Kedua tersangka telah ditahan di Polda NTT sejak awal Desember 2025. Mereka dijerat dengan Pasal 80 ayat (3) juncto Pasal 76C Undang-Undang Nomor 35 Tahun 2014 tentang Perlindungan Anak, serta pasal-pasal terkait dalam KUHP, dengan ancaman hukuman minimal tujuh tahun dan maksimal 15 tahun penjara.
Untuk mengungkap secara utuh rangkaian peristiwa, penyidik menggelar dua kali rekonstruksi. Rekonstruksi lanjutan berlangsung pada Senin (16/3/2026), dipimpin langsung oleh Kombes Pol. Sigit Haryono.
Dalam rekonstruksi tersebut, kedua tersangka dihadirkan untuk memperagakan peran mereka di tiga lokasi berbeda di wilayah Kelurahan Oesapa Barat, Kota Kupang.
Rekonstruksi dimulai di depan My Kopi O sebelum bergeser sekitar 200 meter ke lokasi utama di Jalan Sam Ratulangi.
Di lokasi itulah, tersangka memperagakan adegan saat mereka menendang sepeda motor yang dikendarai korban. Akibat tendangan tersebut, kedua korban terjatuh dengan kecepatan tinggi dan mengalami luka fatal.
Rekonstruksi berikutnya dilakukan di depan Toko Dutalia untuk melengkapi alur kejadian.
Sebelumnya, rekonstruksi pertama juga digelar di lima lokasi berbeda di wilayah Oebufu dan Kelapa Lima, mulai dari depan Toko Sablon Bhineka, Alfamart TDM 5, Indomaret TDM 2, Warung Bakso Ria hingga depan Gudang Taksi Gogo.
Kabidhumas Polda NTT, Kombes Pol Henry Novika Chandra, S.I.K., M.H menjelaskan rekonstruksi dilakukan untuk memperjelas kronologi dan menguji kesesuaian antara keterangan tersangka, saksi, serta alat bukti.
“Rekonstruksi ini penting agar penyidik memperoleh gambaran utuh mengenai rangkaian peristiwa, mulai dari tahap perencanaan hingga terjadinya tindak pidana,” ujarnya.
Menurut Kabidhumas, seluruh proses rekonstruksi dilakukan secara terbuka dengan menghadirkan keluarga korban, keluarga tersangka, jaksa penuntut umum, serta para saksi sebagai bentuk transparansi.
“Penyidik menghadirkan kedua belah pihak agar proses penegakan hukum berjalan objektif, transparan, dan dapat dipertanggungjawabkan,” tegasnya.
Dalam penyidikan kasus ini, Ditreskrimum Polda NTT telah memeriksa 19 saksi dan tiga saksi ahli, serta melakukan ekshumasi dan autopsi terhadap jenazah kedua korban pada Januari 2026.
Hasil pemeriksaan forensik menunjukkan adanya benturan keras di bagian kepala yang diduga menjadi penyebab kematian korban.
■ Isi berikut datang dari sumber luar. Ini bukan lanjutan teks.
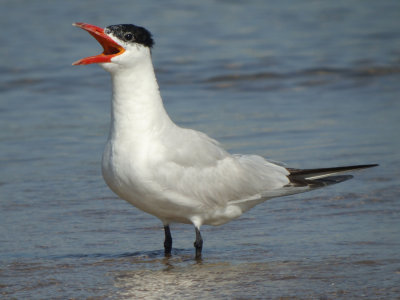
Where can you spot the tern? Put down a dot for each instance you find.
(176, 174)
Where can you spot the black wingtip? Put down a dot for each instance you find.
(309, 176)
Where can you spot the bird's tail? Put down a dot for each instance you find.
(315, 178)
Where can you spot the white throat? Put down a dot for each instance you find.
(137, 108)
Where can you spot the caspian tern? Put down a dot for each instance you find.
(178, 174)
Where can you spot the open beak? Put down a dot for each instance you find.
(110, 48)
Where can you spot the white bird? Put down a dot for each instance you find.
(178, 174)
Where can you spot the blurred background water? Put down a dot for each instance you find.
(309, 83)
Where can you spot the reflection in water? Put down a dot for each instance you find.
(177, 279)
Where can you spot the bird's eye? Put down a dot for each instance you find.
(128, 36)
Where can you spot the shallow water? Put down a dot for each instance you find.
(311, 84)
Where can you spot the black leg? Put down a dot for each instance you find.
(167, 241)
(198, 244)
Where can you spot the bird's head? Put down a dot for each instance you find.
(123, 45)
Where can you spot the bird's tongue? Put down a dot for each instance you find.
(110, 48)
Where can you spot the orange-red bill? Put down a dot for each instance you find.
(110, 48)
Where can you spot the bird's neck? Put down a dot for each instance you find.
(137, 107)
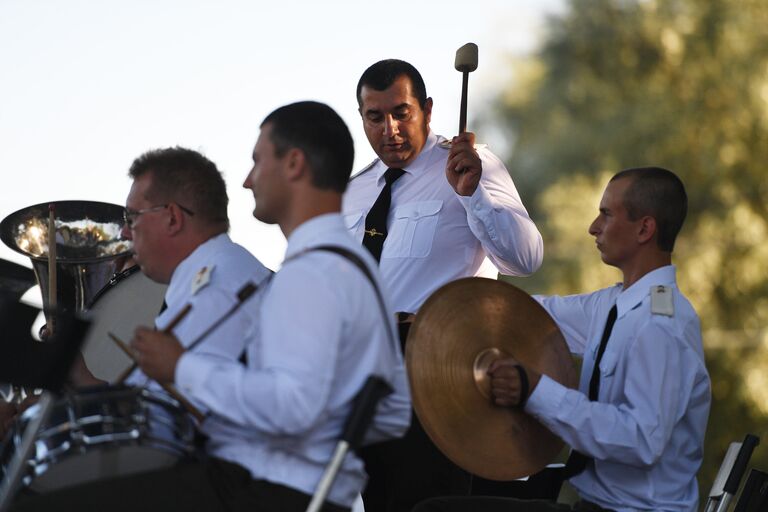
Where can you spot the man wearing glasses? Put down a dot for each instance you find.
(176, 215)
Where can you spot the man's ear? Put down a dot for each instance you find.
(647, 230)
(175, 219)
(296, 164)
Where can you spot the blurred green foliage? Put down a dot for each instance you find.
(681, 84)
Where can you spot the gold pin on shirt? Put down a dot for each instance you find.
(373, 232)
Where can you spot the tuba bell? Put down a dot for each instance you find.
(89, 247)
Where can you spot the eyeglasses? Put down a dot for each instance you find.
(129, 216)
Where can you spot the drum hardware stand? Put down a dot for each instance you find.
(363, 409)
(728, 479)
(12, 481)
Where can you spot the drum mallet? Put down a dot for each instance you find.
(466, 62)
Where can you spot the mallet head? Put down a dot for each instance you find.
(466, 58)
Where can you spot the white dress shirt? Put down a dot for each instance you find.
(321, 334)
(436, 236)
(646, 430)
(209, 279)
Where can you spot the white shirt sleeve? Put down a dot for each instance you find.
(659, 370)
(297, 353)
(500, 222)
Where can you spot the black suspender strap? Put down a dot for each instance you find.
(358, 262)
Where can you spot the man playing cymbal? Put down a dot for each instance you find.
(636, 424)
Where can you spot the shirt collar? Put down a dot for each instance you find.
(313, 232)
(640, 289)
(422, 160)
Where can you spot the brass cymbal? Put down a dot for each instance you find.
(458, 332)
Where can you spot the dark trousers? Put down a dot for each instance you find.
(214, 485)
(493, 504)
(405, 471)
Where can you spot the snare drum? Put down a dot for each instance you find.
(129, 300)
(103, 432)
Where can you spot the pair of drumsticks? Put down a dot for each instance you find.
(168, 388)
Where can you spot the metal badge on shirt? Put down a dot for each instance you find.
(202, 278)
(661, 301)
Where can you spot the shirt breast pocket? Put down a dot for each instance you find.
(413, 230)
(354, 224)
(608, 369)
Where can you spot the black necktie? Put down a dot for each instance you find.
(376, 220)
(577, 462)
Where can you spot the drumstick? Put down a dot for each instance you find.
(168, 330)
(194, 411)
(465, 62)
(51, 266)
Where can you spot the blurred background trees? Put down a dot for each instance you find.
(681, 84)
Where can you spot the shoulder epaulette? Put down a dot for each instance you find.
(662, 302)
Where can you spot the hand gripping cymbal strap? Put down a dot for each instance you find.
(363, 409)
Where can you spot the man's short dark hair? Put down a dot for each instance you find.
(185, 177)
(383, 74)
(318, 131)
(660, 194)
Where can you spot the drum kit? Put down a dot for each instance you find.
(97, 432)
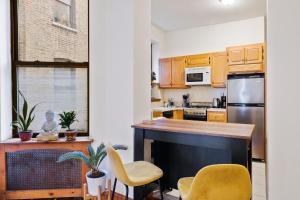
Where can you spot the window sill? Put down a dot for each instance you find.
(64, 27)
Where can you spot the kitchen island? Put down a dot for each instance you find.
(181, 148)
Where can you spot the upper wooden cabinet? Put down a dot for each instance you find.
(172, 72)
(165, 72)
(219, 69)
(247, 58)
(236, 55)
(198, 60)
(254, 54)
(178, 73)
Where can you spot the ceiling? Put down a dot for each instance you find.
(172, 15)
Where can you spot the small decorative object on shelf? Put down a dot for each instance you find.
(95, 177)
(25, 118)
(66, 120)
(49, 128)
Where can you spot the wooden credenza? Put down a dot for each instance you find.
(29, 169)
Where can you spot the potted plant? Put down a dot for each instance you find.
(24, 120)
(95, 177)
(66, 120)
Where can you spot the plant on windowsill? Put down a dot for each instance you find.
(66, 120)
(24, 119)
(95, 177)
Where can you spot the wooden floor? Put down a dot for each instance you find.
(258, 181)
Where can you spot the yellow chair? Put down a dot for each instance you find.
(217, 182)
(133, 174)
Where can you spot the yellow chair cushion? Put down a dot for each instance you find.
(133, 174)
(184, 186)
(142, 173)
(217, 182)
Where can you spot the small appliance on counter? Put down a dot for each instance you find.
(197, 111)
(216, 103)
(170, 103)
(186, 100)
(223, 101)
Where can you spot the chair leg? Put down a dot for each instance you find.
(114, 189)
(160, 189)
(127, 191)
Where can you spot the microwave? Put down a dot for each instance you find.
(198, 76)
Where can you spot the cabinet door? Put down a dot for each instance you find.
(178, 73)
(254, 54)
(216, 117)
(198, 60)
(236, 55)
(165, 72)
(219, 69)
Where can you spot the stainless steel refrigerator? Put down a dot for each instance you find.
(246, 104)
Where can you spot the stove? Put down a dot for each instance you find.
(197, 111)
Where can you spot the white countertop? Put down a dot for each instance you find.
(216, 110)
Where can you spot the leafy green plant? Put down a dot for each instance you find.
(93, 160)
(25, 118)
(67, 119)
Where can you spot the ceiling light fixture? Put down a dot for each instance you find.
(227, 2)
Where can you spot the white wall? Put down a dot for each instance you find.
(283, 71)
(5, 71)
(214, 37)
(158, 48)
(120, 39)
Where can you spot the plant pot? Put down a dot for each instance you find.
(70, 135)
(94, 183)
(25, 135)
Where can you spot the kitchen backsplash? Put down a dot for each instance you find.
(197, 94)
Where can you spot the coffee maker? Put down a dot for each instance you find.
(186, 100)
(223, 101)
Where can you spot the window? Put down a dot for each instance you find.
(64, 11)
(50, 61)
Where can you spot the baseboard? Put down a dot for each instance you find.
(120, 197)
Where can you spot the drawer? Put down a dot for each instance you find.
(216, 117)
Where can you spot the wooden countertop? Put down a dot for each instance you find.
(34, 141)
(229, 130)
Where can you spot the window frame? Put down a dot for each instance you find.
(72, 16)
(16, 63)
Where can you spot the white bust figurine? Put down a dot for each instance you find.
(50, 125)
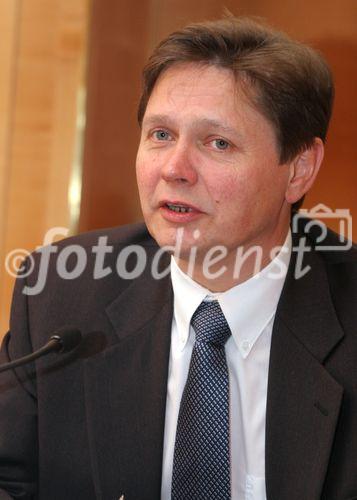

Meski demikian, penyidik tetap berhati-hati karena kondisi jenazah saat diperiksa telah mengalami pembusukan lanjut.
Peristiwa tragis itu sendiri terjadi pada Sabtu dini hari, 9 Maret 2024, di Jalan Sam Ratulangi, Kelurahan Kelapa Lima, Kota Kupang.
Insiden bermula dari percekcokan antara korban dan sekelompok pemuda di depan Alfamart kawasan Tuak Daun Merah. Adu mulut kemudian berubah menjadi aksi kejar-kejaran sepeda motor dari Oebufu hingga ke Jalan Sam Ratulangi, sebelum berakhir dengan maut.